Another little gem is that the early and sometimes pioneering development of topographical surveys, geological societies, mint and post office led them to be called The Ordnance Survey, The Geological Society, The Royal Mint and The Royal Mail or Post Office, without a country qualifier as they’re the first.

What I’m trying to say, is that the early development of government and business practices in times of political and economic crucibles led to fast rules and practices in a self-referential context. Common Law indeed emerged as an alternative to Royal law to protect growing middle class / burghers and established rural then working classes against incumbent owning class / nobility. But this dispensation neatly sidestepped that for the mutual benefit of owning class ‘sensu lato’, meaning royalty and business.

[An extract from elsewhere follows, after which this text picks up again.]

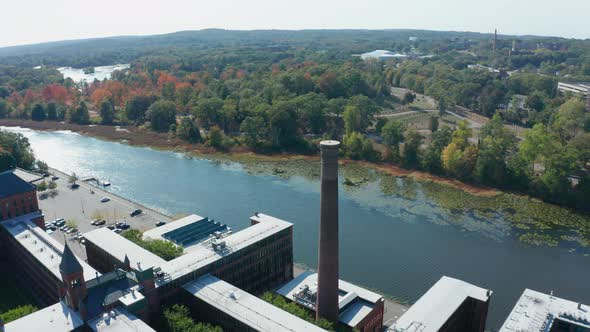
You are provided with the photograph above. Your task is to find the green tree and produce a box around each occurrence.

… So same as privateers and pirates, the difference between bankers and bandits is that bankers have the law at their back!

The other misconception is that we deposit money, salaries & savings into said banks in order to make “our money work for us”. Basically by tying the value of money to time, earning interest protects your liquid assets depreciation… assuming one has a growing economy that capitalism relies on. And colonialist expansion — be it political / social as originally or cultural / technical as currently — to suppport that. But if you really look at it, we’re working for the banks not the other way around. They consider our assets we entrusted them as their piggy bank... And various financial crashes show how well they do that! And in case there’s any doubt as to government finances collusion, just look at where former US President and current UK Prime Minister come from — I will not repeat their names and contribute to their brand, our coying media does it plenty, thank you very much— let me close with another anecdote.

You know what started Brexit? Its original date was the day before the start of EU oversight over offshore accounts (Eurosystem Oversight Report, 2017-2020): the then Prime Minister was simply protecting his billionaire friends; simple, everything else is obfuscation and prevarication to bamboozle a nation out of a union (Medium). Again to dispel all doubt, remember that the Referendum was indicative not a mandate: the next Prime Minister made it a mandate, and there was no lack of eager MP’s to play fast&loose — Brits will remember one who lounged along the Parliament bench as only the entitled would — and have the Queen ratify it before anyone woke up and smelled the coffee!

In conclusion, we live in an era where ethics are dispensed with across the board, from your foreign accounts to your country’s foreign policy. And this has roots centuries in the past that rumble on to today. I coined a while ago “welcome back to the new Middle Ages” (Medium) as we’re on a down-slope from colonial & capitalist expansion (Medium) past peak oil (IEA) and peak population (UN) facing climate change (Medium).